Monday, Nov. 01, 1993

Informed Sources

"Sweet Mickey" and the Haitian Drug Connection

During preparations for Jean-Bertrand Aristide's return, customs officials in Miami were seizing 100-kilo loads of cocaine -- instead of the typical 5-to- 50-kilo shipments -- off Haitian freighters. "We surmise the traffickers were trying to get it out in case Aristide did come back into power and try to put some curbs on this," says one customs agent. While a handful of Colombians in Haiti control the drugs, the U.S. is more interested in the role of Michel Francois, the self-anointed police chief of Port-au-Prince. "Sweet Mickey" controls the local docks.

More Sound Bites, Please, Mr. President

President Clinton is worrying his aides more than ever with his verbose and minutiae-encrusted public statements. Advisers fret that in trying to appear smart, especially on matters of foreign policy, Clinton looks mired in niggling particulars. During one long-winded presidential response at a press conference, George Stephanopoulos grabbed Mack McLarty's wrist to point at his watch. "The upside is that Clinton explains everything, but the downside is that he gets too detailed," says a senior official.

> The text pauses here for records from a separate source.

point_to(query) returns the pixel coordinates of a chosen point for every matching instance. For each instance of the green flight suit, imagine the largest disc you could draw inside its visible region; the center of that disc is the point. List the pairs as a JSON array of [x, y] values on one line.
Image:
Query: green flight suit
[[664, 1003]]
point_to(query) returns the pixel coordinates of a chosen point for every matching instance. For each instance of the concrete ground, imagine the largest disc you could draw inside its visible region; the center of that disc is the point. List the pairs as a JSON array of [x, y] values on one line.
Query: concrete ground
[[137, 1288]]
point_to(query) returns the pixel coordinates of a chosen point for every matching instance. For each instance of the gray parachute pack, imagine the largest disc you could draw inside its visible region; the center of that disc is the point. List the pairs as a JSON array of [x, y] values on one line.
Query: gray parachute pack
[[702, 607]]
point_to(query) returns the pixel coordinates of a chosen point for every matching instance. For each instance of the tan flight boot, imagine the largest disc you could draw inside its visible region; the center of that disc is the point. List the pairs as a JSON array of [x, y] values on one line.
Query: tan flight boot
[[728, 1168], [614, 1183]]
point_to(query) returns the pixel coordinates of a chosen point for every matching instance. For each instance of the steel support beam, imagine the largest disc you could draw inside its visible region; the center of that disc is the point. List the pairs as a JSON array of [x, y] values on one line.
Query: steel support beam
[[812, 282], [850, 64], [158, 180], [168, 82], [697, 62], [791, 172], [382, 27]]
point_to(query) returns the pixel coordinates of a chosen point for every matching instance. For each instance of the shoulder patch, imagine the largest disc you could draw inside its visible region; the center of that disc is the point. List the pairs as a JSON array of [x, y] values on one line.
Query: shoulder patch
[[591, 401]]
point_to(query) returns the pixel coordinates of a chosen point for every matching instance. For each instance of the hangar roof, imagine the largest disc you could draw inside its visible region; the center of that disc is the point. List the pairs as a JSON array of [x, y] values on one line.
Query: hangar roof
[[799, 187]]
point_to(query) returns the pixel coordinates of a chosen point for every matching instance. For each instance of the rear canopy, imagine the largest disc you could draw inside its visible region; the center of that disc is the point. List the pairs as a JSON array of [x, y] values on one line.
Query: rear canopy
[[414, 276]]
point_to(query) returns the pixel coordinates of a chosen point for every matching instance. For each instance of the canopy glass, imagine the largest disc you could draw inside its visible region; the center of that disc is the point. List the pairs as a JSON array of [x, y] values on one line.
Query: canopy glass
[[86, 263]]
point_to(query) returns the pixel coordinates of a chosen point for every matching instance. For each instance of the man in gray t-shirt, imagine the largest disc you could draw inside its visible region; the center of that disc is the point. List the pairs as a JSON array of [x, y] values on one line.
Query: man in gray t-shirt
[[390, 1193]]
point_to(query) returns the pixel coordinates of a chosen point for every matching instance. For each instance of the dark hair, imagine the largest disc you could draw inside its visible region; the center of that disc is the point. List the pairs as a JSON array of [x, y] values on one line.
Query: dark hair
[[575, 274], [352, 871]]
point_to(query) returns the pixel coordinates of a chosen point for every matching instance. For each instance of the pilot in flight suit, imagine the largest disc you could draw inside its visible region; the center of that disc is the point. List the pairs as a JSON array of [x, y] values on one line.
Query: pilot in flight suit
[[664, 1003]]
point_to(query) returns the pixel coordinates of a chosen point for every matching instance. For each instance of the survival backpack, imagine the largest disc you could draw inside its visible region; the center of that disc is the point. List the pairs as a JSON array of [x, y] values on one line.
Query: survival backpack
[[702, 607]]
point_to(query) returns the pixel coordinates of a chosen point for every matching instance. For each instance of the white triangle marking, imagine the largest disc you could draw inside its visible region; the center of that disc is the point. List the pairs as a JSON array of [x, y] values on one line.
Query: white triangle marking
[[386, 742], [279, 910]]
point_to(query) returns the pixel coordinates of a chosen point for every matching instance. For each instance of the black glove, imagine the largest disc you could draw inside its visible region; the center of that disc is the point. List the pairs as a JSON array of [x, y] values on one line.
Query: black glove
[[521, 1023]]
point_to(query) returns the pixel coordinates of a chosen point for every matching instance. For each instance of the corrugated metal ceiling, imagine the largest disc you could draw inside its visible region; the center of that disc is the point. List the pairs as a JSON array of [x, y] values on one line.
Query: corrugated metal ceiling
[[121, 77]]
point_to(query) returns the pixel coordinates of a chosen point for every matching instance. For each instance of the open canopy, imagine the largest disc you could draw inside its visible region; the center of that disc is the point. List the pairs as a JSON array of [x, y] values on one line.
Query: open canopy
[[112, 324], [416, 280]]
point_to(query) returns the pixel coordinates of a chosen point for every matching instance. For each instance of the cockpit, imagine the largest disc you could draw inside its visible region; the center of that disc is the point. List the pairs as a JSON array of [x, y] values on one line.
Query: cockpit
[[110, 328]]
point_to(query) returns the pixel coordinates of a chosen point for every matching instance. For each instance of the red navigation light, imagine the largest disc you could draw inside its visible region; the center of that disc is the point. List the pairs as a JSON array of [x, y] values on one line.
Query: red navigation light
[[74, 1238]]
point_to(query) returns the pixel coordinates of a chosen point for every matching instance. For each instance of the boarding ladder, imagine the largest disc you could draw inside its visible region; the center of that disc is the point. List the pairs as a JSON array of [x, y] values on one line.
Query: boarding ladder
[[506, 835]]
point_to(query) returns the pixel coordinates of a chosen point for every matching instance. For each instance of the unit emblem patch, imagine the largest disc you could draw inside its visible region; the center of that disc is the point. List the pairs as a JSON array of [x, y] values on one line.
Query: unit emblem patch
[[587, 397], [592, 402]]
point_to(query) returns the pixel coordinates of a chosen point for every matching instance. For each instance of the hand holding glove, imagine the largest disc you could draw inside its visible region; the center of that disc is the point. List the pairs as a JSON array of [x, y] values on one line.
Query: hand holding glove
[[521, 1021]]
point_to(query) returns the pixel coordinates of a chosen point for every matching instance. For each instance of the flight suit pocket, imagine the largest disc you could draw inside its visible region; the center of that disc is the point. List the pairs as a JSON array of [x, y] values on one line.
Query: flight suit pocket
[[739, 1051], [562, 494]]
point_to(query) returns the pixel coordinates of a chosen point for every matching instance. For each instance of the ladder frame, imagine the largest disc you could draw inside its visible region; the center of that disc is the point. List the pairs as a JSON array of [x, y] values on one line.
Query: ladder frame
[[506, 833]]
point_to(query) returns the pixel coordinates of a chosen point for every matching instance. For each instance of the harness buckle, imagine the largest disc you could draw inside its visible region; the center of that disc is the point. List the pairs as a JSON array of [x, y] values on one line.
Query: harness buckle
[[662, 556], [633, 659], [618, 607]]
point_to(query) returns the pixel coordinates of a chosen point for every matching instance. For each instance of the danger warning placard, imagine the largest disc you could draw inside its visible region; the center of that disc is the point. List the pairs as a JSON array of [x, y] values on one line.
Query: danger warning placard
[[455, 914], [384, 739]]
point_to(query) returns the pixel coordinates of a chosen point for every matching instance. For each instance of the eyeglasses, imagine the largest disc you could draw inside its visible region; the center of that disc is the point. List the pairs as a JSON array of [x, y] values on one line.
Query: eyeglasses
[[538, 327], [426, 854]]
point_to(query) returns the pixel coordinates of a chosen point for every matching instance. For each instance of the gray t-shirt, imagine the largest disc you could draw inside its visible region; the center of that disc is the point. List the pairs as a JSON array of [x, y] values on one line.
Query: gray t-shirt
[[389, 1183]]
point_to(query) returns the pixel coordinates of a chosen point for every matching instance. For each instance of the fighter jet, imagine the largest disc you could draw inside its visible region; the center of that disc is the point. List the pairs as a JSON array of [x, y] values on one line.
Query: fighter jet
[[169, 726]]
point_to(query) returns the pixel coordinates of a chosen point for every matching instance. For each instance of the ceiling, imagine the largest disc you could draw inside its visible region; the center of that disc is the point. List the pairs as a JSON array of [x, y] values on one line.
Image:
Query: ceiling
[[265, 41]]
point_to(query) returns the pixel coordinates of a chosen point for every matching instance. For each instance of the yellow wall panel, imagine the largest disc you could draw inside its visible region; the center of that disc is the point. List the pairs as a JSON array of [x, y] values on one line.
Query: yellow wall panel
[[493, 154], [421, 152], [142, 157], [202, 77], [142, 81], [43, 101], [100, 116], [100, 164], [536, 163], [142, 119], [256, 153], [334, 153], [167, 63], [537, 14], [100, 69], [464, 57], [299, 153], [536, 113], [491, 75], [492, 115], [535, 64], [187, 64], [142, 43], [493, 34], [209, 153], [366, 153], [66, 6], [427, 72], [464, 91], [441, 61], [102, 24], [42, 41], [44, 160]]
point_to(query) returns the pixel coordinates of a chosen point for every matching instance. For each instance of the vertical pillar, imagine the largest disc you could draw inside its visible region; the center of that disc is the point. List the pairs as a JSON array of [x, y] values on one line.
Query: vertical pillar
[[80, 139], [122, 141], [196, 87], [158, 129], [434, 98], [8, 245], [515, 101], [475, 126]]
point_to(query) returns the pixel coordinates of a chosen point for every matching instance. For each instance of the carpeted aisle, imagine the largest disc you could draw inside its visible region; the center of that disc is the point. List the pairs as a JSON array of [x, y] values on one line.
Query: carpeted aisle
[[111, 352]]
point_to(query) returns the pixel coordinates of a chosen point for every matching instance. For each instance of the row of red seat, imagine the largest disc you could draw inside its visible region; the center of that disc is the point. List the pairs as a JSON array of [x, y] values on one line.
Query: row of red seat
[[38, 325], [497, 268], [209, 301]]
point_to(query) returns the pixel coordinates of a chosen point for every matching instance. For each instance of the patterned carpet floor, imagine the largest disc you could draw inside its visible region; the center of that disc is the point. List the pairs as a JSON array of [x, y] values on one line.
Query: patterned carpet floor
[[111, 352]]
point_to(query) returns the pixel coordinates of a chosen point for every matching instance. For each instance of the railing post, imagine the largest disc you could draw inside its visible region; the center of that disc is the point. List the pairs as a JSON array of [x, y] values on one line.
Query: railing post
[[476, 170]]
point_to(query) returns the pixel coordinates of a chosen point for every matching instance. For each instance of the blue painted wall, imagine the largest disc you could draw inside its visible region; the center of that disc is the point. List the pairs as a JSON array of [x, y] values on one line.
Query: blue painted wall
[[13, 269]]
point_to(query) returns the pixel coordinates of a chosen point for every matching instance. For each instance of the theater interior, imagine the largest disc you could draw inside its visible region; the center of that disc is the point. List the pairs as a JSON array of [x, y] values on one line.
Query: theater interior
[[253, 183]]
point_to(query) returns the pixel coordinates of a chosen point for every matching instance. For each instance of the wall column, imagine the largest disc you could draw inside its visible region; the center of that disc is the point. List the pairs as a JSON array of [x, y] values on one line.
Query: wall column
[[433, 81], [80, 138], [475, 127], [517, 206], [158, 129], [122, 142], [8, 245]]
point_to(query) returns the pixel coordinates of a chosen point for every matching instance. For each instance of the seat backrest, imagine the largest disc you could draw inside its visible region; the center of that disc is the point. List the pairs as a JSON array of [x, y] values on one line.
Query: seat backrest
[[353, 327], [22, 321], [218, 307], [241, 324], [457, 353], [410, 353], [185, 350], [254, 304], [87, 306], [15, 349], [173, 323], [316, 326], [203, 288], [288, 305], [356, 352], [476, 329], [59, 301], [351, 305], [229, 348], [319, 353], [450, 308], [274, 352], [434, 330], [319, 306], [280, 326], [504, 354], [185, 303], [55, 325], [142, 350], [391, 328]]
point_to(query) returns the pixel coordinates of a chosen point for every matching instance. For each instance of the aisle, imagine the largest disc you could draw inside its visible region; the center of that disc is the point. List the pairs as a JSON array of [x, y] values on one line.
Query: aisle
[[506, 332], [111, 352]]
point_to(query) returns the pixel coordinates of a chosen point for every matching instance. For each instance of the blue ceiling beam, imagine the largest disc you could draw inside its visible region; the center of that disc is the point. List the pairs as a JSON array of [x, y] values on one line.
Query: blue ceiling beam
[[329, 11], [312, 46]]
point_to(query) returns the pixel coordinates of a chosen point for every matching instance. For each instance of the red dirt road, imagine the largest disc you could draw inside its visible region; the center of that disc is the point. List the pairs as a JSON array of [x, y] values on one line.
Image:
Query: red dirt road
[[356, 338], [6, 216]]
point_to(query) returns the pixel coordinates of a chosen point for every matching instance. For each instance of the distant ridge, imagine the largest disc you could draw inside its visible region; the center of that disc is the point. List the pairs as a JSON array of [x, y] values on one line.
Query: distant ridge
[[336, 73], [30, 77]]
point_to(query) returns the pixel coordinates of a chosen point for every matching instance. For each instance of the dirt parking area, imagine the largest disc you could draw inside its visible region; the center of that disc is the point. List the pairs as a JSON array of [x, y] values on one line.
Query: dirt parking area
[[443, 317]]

Rosty Gets a Break -- for Now

When a U.S. Attorney announced that a second grand jury would be digging deeper into House Ways and Means Chairman Dan Rostenkowski's involvement in a stamps-for-cash scam, it seemed like bad news for Rosty. In fact, it appears his defense team couldn't be happier: sources in the U.S. Attorney's office had promised an October indictment, but now it's unclear when an indictment will come. Furthermore, former House postmaster Robert Rota has changed his story, and some of his testimony is in question.